Synod Vice President Bill Horne noted that about two-thirds of the voting members at the 2007 Churchwide Assembly had not been at the preceding one. Such may well be the scenario again at the 2009 assembly in Minneapolis. I hope that those just elected to be a part of that deliberative body – especially the lay members – will immerse themselves in study, discussion, prayer and openness to the Holy Spirit over the next 15 months.

Like it or not, the Statement on Human Sexuality and resolutions relating to the rostering of gay persons in committed relationships and the blessing of such unions will dominate floor debate. It happened in 2005, it happened again in 2007, and it will happen in 2009, when the statement is to be voted upon.

Are you familiar with the Lutheran Coalition for Reform (CORE)? Lutherans Concerned North America (LCNA)? The Word Alone Network? The Reconciling In Christ (RIC) movement? If you are, enter the dialog and pray for discernment. If you are not, find your place on the learning curve and start the process of educating yourself, again praying for discernment. Partisans of these organizations and movements will be seeking your vote in Minneapolis. Don’t wait until you get there to find out what perspectives they represent.

Eighty hearings have been scheduled throughout the ELCA’s 65 synods this summer and fall on the Draft Statement. At the only one for Florida-Bahamas, at our assembly, the room was full, but it wasn’t a very big room – about 160 seats. Attendees had been asked to affirm that they had read the whole statement before coming to the hearing, and among those who spoke, it appeared that most had done so.

Having listened in at plenaries of the last two Churchwide Assemblies, I was amazed how little resolution business there was at Daytona Beach.
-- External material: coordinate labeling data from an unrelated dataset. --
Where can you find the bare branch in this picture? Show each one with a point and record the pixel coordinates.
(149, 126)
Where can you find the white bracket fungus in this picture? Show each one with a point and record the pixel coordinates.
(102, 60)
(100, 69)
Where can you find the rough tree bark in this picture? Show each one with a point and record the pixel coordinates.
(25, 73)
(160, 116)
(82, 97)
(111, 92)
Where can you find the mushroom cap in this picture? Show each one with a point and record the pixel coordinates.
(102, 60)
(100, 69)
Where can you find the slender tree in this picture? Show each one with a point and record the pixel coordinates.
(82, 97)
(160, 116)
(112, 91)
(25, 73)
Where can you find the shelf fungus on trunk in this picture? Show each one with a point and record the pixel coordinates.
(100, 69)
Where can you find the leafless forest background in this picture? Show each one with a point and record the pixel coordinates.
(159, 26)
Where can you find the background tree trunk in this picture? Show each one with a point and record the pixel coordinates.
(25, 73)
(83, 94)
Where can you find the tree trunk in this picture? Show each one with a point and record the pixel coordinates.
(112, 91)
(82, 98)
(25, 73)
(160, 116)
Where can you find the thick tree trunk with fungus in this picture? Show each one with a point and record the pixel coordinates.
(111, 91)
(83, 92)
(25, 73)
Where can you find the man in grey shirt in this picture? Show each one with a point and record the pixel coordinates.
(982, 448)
Two items were on the schedule – on becoming a “Book of Faith” synod and on the proposed synod spending plan for the next two years. Both passed overwhelmingly without debate.
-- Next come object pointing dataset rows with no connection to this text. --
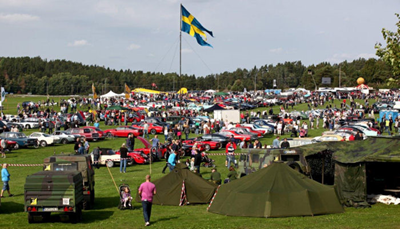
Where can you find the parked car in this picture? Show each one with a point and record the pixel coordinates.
(45, 139)
(20, 138)
(123, 131)
(64, 137)
(153, 128)
(223, 140)
(87, 133)
(109, 158)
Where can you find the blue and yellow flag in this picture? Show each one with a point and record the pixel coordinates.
(193, 27)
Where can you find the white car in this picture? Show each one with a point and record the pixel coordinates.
(266, 129)
(44, 139)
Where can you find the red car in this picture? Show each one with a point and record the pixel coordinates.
(236, 135)
(123, 131)
(8, 144)
(204, 144)
(153, 128)
(148, 149)
(97, 130)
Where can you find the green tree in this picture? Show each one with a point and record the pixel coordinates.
(391, 53)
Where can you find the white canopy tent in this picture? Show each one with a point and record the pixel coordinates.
(111, 94)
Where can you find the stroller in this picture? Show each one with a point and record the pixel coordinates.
(208, 162)
(121, 205)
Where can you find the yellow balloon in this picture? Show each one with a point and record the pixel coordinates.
(360, 80)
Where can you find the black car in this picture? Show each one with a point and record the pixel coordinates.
(217, 138)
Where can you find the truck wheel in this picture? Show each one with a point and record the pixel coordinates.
(30, 217)
(295, 166)
(43, 143)
(109, 164)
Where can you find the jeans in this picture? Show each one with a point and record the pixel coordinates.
(145, 133)
(146, 205)
(230, 159)
(197, 167)
(171, 167)
(122, 165)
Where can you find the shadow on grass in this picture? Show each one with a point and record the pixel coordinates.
(11, 207)
(93, 216)
(106, 202)
(164, 219)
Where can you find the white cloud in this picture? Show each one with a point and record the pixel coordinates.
(187, 51)
(18, 18)
(278, 50)
(133, 47)
(366, 55)
(78, 43)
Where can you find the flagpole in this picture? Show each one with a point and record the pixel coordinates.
(180, 57)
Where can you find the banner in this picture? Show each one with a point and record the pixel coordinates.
(3, 94)
(127, 92)
(94, 91)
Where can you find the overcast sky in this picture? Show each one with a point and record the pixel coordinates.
(144, 34)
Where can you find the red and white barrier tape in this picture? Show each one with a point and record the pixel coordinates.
(24, 165)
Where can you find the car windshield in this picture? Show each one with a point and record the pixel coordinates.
(20, 135)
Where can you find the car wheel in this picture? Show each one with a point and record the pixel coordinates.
(109, 164)
(43, 143)
(129, 162)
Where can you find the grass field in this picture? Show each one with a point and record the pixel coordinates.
(106, 215)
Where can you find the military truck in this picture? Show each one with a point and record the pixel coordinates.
(252, 160)
(73, 162)
(54, 191)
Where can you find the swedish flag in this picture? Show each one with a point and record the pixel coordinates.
(193, 27)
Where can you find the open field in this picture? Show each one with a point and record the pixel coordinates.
(106, 215)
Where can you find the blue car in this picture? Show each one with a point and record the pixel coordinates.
(21, 139)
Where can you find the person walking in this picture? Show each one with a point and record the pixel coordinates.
(146, 192)
(128, 142)
(123, 157)
(146, 130)
(5, 177)
(171, 160)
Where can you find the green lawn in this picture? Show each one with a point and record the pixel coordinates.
(106, 214)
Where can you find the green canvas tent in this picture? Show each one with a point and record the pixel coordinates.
(181, 186)
(362, 167)
(275, 191)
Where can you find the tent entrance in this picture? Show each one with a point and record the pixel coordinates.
(383, 178)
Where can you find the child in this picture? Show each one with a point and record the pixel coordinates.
(126, 195)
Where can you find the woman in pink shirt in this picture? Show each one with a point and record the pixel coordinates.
(146, 191)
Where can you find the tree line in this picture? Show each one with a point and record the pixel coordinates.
(22, 75)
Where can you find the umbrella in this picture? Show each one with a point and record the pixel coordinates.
(117, 108)
(221, 93)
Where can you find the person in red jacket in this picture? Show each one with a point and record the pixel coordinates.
(230, 153)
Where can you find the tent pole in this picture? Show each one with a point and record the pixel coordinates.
(323, 168)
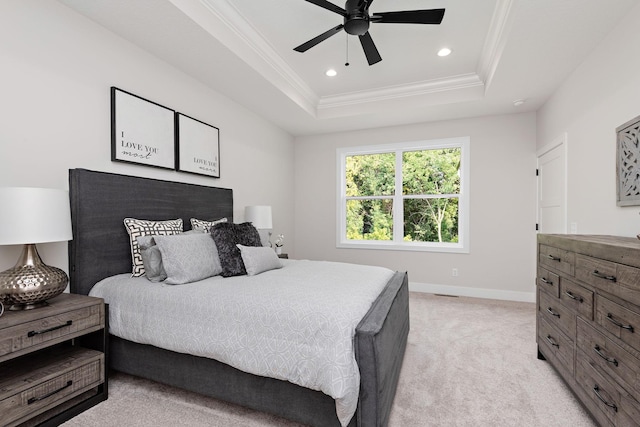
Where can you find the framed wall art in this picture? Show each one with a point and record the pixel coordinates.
(628, 163)
(142, 131)
(197, 147)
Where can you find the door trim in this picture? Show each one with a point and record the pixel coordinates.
(560, 141)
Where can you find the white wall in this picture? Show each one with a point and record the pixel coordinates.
(55, 73)
(503, 196)
(599, 96)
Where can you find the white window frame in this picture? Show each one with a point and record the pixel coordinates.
(462, 246)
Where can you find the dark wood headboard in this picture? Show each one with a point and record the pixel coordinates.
(99, 203)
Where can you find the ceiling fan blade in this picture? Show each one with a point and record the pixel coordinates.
(322, 37)
(430, 16)
(364, 4)
(370, 50)
(329, 6)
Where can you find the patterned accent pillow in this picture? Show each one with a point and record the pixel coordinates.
(199, 224)
(188, 257)
(226, 236)
(141, 227)
(259, 259)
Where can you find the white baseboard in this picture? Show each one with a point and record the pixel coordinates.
(462, 291)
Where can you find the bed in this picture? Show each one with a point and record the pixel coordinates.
(100, 249)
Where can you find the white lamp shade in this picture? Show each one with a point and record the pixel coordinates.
(34, 215)
(259, 216)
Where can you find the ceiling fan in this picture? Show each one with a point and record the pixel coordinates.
(357, 19)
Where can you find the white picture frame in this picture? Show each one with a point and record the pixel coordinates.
(142, 131)
(197, 147)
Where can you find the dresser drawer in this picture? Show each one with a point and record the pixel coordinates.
(555, 344)
(578, 298)
(549, 281)
(619, 321)
(554, 312)
(608, 402)
(49, 330)
(609, 357)
(617, 279)
(35, 384)
(557, 259)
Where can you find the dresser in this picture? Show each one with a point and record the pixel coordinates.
(588, 320)
(52, 361)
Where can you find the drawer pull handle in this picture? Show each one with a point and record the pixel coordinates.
(570, 295)
(44, 331)
(608, 359)
(553, 313)
(37, 399)
(596, 390)
(618, 324)
(604, 276)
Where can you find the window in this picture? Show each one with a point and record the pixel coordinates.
(408, 196)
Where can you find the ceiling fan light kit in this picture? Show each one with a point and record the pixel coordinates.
(357, 20)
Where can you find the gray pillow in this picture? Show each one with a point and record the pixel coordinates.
(259, 259)
(188, 257)
(151, 259)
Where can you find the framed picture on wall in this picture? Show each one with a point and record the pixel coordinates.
(628, 163)
(142, 131)
(197, 147)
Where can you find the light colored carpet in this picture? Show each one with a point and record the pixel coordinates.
(469, 362)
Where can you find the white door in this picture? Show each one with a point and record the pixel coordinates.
(552, 184)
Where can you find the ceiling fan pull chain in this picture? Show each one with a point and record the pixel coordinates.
(346, 64)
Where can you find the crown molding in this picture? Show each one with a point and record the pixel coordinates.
(495, 42)
(401, 91)
(222, 20)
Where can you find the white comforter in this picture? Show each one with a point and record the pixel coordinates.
(296, 323)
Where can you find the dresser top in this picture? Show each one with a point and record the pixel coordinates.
(623, 250)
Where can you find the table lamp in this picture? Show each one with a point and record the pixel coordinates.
(29, 216)
(260, 217)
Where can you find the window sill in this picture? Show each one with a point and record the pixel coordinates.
(411, 247)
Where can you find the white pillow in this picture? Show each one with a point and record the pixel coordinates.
(258, 259)
(205, 226)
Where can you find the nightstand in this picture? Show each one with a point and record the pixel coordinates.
(53, 360)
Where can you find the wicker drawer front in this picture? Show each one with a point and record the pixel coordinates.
(578, 298)
(49, 386)
(554, 312)
(557, 259)
(619, 321)
(617, 279)
(609, 357)
(608, 403)
(549, 281)
(556, 344)
(50, 329)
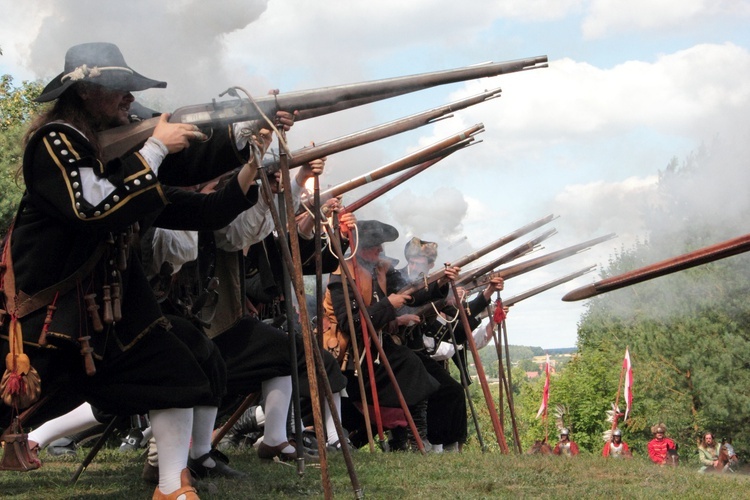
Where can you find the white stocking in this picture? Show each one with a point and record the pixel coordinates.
(278, 394)
(331, 434)
(204, 418)
(172, 429)
(75, 421)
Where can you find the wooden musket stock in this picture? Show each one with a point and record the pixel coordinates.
(308, 103)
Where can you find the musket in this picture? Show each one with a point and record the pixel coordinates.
(409, 289)
(372, 134)
(405, 176)
(541, 261)
(685, 261)
(435, 151)
(308, 103)
(515, 299)
(517, 252)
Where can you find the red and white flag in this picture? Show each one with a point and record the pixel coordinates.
(628, 369)
(545, 393)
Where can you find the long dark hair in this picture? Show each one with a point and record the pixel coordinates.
(70, 108)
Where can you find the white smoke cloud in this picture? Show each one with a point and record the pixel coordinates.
(607, 17)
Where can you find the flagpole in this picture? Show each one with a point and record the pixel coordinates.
(616, 409)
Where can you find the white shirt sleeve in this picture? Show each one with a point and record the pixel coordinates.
(480, 334)
(175, 247)
(96, 189)
(252, 225)
(445, 350)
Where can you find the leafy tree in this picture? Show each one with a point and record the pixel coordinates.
(16, 109)
(688, 332)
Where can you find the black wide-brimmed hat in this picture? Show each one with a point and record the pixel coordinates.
(420, 248)
(373, 233)
(100, 63)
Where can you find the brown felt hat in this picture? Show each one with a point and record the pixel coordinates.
(373, 233)
(420, 248)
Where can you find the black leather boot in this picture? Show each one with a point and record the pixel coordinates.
(419, 415)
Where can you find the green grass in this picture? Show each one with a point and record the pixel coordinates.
(469, 475)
One unscheduled resolution was submitted, accepted, presented to the body at the Sunday plenary and, again, near-unanimously approved. It calls on the ELCA’s World Hunger program “to make Haiti a priority in addressing the current food crisis, helping develop long-term local solutions toward sustainability, and persistent advocacy.”

The resolution noted that Haiti is a companion synod of Florida-Bahamas and that “visible support” by World Hunger “is currently lacking in the country of Haiti, offering disproportionate assistance to a country with substantial need.”

I had been asked to submit that resolution by a fellow attendee of the Friday evening workshop on advocacy. I declined, saying that I supported the petition but was not knowledgeable enough about the World Hunger program to speak to it with assurance – and I felt appropriately guilty afterward. I am glad that someone less hesitant was willing to act and that the assembly was so strongly in agreement.

At that same plenary, Cynthia Halvorson, representing the ELCA at the assembly, reported that the World Hunger appeal exceeded its 2007 goal by $2.5 million.

This year’s Synod Assembly was the first at which youth voting members were seated. Eighteen young people took part. However, no time or place was designated for them to get to know one another, network or caucus on matters that might be brought before the body. Last summer in Chicago a gathering of youth took place concurrently with Churchwide Assembly, and youth delegates were highly visible introducing and speaking to resolutions at plenary sessions. (Not that adults need to pave the way; my congregation sent a youth delegate to Daytona Beach, and he soon bonded with two others he met there and they hung out for the remainder of the assembly.)

I was tickled to learn that the 2011 Churchwide Assembly will in Florida, at the same Marriott property in Orlando where the 2005 one was held. I’ll be there – if not as a delegate, then as a volunteer!